How We Use Cube as an API-first Business Intelligence Platform to Build Real-Time Dashboards

Published in

Revel Systems Engineering Blog

10 min readJan 31, 2023

Come again, what is Cube exactly?

Cube is an API‑first business intelligence platform, which helps data engineers and application developers access data from modern data stores, organize it into consistent definitions, and deliver it to every application via REST, GraphQL or SQL APIs, while maintaining security and performance.

Cube is a headless BI platform, which means that it is decoupled from frontend interfaces. As headless BI, Cube provides API-first, four-part semantic layer which consists of data modeling, access control and caching on top of streaming SQL to build custom analytics experiences with modern tools.

In other words, it acts as a data access layer (or middleware), which, based on the data model, translates incoming API requests into SQL query and executes it in your database, while fully managing query orchestration, database connections and as mentioned above — caching and access control. The result then is being sent back to the client. Cube accepts queries via REST, GraphQL or SQL interfaces.

data modeling part allows you to define data models (centrally-managed definitions), which are also called cubes. You can define them either in YAML or JS:

Such schemas are exposed through querying API to end-users (for them to query the data in the database).

Measures are an aggregation over a certain column in your database table. They represent mostly data which you want to calculate.

Dimensions are like attributes related to a measure. They mostly represent a descriptive data. For example, the measure userCount can have dimensions like country, age, occupation, etc.

Later, I’ll provide an example of how do we use one of our cubes.

access control part helps to manage security so that only the right people have access to the right data. Cube provides multitenancy support both on database and data schema levels. As multiple drivers are supported, you can have customers’ data in different databases with one Cube instance. Cube’s role- and column-based data access control ensures isolation of customer’s data.

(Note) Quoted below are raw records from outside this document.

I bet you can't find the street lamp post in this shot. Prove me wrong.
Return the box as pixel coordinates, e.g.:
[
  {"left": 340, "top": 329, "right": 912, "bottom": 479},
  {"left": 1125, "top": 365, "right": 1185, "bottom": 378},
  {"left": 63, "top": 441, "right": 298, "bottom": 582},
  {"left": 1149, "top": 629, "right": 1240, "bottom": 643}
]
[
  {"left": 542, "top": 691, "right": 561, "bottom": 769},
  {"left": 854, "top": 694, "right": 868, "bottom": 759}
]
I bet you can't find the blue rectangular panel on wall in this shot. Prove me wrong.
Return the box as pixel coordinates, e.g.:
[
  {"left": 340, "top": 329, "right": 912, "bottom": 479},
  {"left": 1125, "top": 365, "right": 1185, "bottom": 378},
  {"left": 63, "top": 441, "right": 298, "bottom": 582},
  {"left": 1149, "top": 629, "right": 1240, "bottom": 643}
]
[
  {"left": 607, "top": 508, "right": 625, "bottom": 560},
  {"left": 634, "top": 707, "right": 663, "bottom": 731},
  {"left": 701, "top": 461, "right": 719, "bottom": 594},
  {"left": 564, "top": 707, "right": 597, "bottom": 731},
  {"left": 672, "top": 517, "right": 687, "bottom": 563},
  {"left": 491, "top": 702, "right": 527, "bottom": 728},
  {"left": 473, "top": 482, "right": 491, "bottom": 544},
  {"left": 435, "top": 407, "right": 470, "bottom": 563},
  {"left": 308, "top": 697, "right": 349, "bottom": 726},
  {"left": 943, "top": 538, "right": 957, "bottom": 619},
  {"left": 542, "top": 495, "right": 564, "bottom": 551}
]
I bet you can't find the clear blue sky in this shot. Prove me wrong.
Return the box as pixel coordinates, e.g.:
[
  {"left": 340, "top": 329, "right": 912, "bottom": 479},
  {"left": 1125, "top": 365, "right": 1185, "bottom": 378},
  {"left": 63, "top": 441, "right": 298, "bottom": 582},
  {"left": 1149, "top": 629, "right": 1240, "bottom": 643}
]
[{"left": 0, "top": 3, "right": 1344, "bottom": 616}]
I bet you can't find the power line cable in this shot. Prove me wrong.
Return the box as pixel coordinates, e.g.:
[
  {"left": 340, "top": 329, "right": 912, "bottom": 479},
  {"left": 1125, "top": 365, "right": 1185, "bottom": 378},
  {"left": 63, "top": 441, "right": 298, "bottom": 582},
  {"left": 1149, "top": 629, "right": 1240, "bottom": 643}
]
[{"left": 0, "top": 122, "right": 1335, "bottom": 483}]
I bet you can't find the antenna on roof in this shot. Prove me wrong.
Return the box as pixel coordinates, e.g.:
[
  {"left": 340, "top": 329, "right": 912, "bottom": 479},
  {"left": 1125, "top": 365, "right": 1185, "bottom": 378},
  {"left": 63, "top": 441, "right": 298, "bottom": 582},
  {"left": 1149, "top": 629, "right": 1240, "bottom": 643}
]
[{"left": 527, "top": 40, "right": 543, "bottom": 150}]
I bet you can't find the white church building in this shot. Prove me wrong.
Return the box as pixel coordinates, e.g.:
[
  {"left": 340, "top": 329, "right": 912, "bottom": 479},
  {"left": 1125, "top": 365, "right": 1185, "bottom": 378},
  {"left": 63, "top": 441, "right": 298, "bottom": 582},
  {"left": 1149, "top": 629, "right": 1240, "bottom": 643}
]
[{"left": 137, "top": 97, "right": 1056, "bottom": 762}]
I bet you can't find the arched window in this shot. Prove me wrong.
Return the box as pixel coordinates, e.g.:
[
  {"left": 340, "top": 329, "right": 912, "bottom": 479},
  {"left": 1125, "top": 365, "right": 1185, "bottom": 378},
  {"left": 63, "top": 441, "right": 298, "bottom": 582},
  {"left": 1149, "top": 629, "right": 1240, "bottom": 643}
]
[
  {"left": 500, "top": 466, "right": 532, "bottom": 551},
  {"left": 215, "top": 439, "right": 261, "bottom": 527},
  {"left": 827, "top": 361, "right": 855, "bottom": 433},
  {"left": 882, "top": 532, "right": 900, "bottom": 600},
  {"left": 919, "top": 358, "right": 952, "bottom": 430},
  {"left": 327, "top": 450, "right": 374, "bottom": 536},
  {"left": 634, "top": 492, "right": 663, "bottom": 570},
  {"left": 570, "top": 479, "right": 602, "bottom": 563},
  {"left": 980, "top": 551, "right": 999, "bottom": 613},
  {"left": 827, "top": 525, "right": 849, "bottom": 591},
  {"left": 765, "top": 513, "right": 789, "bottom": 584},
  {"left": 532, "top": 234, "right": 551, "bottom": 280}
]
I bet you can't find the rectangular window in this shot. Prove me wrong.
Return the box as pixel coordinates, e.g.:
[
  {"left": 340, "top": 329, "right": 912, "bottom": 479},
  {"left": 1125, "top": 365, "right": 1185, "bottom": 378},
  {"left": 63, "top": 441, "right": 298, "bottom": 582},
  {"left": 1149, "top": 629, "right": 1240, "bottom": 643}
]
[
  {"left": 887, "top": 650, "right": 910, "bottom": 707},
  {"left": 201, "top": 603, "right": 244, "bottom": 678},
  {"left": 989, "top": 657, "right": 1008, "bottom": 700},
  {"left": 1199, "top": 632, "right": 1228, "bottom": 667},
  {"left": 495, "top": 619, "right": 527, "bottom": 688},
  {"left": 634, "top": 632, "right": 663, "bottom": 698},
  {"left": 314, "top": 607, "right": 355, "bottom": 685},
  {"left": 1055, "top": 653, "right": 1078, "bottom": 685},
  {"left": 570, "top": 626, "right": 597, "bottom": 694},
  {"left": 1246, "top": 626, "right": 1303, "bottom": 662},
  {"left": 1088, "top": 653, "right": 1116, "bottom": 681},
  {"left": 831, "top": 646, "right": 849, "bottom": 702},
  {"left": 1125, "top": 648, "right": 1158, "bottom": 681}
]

Cube’s authentication and authorization is based on JWT tokens and security context (or access control). Authentication is handled outside of Cube via any available and configured JWKS (JSON Web Key Set). Cube currently has out-of-the-box support for such identity providers as Auth0 and AWS Cognito. Once the JWT token was verified and decoded, the claims are then being added to the security context which is then used to limit access to data for the particular users.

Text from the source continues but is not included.